Marcelo Dorneles cumpria sua missão de preparador de goleiros do São José na partida que marcou a retomada do futebol no Rio Grande do Sul após as enchentes que devastaram o Estado. Orientava Fábio Rampi, que não teve culpa nos 3 a 1 do Volta Redonda, no Passo D'Areia. Comemorava o pênalti defendido por seu comandado. E, ao mesmo tempo, conseguia esquecer, ao menos momentaneamente, que perdeu tudo o que estava no primeiro andar de casa. Que seu carro ficou submerso. Que o filho não tem mais brinquedos. Que ele e a família estão há 26 dias morando em outro lugar, enquanto o lar, no bairro Humaitá, ainda tem água acumulada.
Marcelo é mais uma vítima e herói que o esporte apresentou durante a catástrofe climática. Teve de sair de casa, não conseguiu sequer calcular o prejuízo financeiro, e agora inicia a limpeza da residência. Ainda assim, está desde o começo de maio resgatando vizinhos, preparando marmitas, acolhendo desabrigados. E agora voltou o pensamento ao futebol. Como?

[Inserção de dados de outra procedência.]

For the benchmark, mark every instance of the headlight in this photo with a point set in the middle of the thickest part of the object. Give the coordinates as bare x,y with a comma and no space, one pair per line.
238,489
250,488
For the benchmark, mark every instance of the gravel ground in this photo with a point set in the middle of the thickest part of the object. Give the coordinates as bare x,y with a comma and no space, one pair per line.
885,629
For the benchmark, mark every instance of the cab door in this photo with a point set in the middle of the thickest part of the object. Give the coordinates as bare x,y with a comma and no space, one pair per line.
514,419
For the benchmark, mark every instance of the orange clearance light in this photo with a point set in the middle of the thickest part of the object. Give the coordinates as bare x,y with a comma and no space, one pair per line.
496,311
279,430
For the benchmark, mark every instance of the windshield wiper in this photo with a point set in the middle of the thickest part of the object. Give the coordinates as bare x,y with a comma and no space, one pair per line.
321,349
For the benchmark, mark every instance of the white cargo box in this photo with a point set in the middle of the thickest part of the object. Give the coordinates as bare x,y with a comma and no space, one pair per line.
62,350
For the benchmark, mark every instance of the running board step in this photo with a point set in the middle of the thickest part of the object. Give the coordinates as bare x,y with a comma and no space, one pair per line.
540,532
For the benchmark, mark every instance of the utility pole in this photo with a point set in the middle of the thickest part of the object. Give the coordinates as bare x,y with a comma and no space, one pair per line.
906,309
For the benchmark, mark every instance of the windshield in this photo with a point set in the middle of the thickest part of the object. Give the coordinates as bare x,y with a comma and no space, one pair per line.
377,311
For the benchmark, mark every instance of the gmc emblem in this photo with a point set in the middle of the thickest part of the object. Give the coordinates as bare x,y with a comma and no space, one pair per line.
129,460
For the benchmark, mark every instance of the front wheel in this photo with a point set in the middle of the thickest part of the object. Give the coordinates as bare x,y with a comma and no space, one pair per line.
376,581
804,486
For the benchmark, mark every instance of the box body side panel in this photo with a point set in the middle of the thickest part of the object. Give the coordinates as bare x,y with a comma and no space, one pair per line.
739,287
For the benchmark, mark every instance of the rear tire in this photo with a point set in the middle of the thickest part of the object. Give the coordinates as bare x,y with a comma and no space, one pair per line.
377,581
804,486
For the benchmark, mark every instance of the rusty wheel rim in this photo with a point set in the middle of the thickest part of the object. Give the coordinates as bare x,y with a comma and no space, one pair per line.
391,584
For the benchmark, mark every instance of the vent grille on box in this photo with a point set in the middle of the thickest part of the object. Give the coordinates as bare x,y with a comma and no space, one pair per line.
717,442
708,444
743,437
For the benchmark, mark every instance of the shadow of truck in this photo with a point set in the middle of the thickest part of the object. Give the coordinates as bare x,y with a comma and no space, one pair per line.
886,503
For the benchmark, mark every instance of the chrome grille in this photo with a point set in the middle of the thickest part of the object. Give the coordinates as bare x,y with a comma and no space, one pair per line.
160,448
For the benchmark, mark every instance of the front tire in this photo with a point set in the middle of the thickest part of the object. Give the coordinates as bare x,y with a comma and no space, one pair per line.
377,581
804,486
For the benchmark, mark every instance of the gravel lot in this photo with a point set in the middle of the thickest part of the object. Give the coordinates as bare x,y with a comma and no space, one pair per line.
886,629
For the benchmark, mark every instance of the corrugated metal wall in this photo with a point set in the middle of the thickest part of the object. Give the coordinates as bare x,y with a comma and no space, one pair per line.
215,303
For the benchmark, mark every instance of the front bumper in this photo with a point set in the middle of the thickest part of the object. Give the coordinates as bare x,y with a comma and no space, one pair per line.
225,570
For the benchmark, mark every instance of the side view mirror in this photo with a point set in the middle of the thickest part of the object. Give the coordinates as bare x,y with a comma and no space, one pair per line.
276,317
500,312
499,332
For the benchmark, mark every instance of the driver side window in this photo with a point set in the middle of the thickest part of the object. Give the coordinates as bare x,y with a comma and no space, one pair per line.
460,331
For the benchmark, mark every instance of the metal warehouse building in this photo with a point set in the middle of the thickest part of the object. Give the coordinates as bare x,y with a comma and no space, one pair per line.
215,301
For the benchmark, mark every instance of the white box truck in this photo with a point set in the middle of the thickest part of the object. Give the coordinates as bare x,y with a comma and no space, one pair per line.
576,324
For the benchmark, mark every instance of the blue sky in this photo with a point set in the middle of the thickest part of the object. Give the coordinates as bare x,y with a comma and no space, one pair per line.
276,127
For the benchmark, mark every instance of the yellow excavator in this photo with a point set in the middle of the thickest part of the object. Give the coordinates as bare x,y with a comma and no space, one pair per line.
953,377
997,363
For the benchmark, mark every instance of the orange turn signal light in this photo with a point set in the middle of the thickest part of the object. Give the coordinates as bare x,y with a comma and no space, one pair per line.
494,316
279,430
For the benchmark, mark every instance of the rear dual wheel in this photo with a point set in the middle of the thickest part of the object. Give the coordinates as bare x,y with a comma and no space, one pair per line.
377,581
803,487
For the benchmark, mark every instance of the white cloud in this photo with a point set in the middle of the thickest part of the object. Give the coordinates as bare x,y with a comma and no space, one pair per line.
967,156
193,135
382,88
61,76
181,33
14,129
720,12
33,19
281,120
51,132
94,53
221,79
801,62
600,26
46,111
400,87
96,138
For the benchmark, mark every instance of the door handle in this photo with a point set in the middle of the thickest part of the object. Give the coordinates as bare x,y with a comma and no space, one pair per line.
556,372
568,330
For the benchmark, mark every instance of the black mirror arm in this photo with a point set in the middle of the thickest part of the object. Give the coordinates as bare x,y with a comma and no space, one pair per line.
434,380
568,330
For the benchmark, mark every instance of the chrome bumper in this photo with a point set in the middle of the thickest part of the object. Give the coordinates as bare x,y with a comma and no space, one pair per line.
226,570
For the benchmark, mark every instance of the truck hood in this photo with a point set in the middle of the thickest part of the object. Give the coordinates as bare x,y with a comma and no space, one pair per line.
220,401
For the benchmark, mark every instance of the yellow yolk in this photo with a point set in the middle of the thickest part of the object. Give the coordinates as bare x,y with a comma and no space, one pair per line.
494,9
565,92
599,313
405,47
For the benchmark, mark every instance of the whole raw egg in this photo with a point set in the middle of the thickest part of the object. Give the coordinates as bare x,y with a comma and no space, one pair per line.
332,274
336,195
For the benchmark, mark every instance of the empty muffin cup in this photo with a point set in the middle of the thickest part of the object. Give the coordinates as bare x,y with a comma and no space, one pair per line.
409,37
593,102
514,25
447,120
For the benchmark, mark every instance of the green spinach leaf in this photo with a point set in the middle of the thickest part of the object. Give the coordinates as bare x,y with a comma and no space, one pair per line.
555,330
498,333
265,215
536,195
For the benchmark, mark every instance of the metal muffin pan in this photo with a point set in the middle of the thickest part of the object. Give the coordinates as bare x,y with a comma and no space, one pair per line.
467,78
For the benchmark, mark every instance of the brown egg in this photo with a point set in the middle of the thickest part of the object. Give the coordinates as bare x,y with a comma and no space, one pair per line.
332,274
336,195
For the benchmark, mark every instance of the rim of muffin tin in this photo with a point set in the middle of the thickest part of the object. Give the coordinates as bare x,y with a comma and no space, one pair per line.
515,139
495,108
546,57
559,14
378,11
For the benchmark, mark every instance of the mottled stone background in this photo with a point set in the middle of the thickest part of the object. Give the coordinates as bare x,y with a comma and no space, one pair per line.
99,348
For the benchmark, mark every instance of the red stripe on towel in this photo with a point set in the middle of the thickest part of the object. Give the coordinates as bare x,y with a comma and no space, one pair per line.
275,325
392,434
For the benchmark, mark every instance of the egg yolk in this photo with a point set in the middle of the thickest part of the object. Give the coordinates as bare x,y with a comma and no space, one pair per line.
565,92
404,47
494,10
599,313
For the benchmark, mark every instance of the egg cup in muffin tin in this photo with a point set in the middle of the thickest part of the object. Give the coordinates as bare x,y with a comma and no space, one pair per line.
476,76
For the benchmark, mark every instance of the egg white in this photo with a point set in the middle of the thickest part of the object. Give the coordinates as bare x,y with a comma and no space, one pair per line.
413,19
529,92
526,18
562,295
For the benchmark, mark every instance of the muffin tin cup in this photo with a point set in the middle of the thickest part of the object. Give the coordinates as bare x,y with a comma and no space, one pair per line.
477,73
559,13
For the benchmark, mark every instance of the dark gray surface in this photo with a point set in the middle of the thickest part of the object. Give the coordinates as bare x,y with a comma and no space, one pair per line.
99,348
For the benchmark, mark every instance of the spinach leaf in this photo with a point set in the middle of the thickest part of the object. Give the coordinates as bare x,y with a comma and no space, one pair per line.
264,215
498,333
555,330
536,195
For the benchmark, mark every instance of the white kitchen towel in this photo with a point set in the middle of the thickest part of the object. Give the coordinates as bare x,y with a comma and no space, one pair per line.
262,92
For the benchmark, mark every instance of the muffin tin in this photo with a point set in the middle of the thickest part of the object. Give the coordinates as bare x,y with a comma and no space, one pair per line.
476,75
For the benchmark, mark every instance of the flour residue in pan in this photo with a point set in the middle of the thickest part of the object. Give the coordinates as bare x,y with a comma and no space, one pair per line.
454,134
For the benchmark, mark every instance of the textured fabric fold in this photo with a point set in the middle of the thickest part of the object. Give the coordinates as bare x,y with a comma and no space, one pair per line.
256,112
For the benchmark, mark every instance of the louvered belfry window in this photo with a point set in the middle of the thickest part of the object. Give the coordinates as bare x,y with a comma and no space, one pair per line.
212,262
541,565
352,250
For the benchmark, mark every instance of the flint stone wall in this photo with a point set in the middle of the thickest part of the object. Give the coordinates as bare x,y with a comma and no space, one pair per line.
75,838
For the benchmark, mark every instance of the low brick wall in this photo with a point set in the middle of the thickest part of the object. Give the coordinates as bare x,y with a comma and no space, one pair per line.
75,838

— Não temos cabeça, a verdade é essa. É difícil. Meu filho está chorando porque quer voltar para casa, para os amigos, para a escola, que fica no bairro Navegantes, também muito atingido. Mas sem o trabalho, seria impossível retomar a vida. Amo o que faço. E o São José é minha segunda família. Isso ameniza a situação, somos acolhidos aqui — comentou o preparador de goleiros.
Vizinho dos familiares de Edenilson, ele fez questão de agradecer ao jogador do Grêmio, cria do Humaitá, pelos resgates na região. Os carros providenciados pelo atleta foram essenciais.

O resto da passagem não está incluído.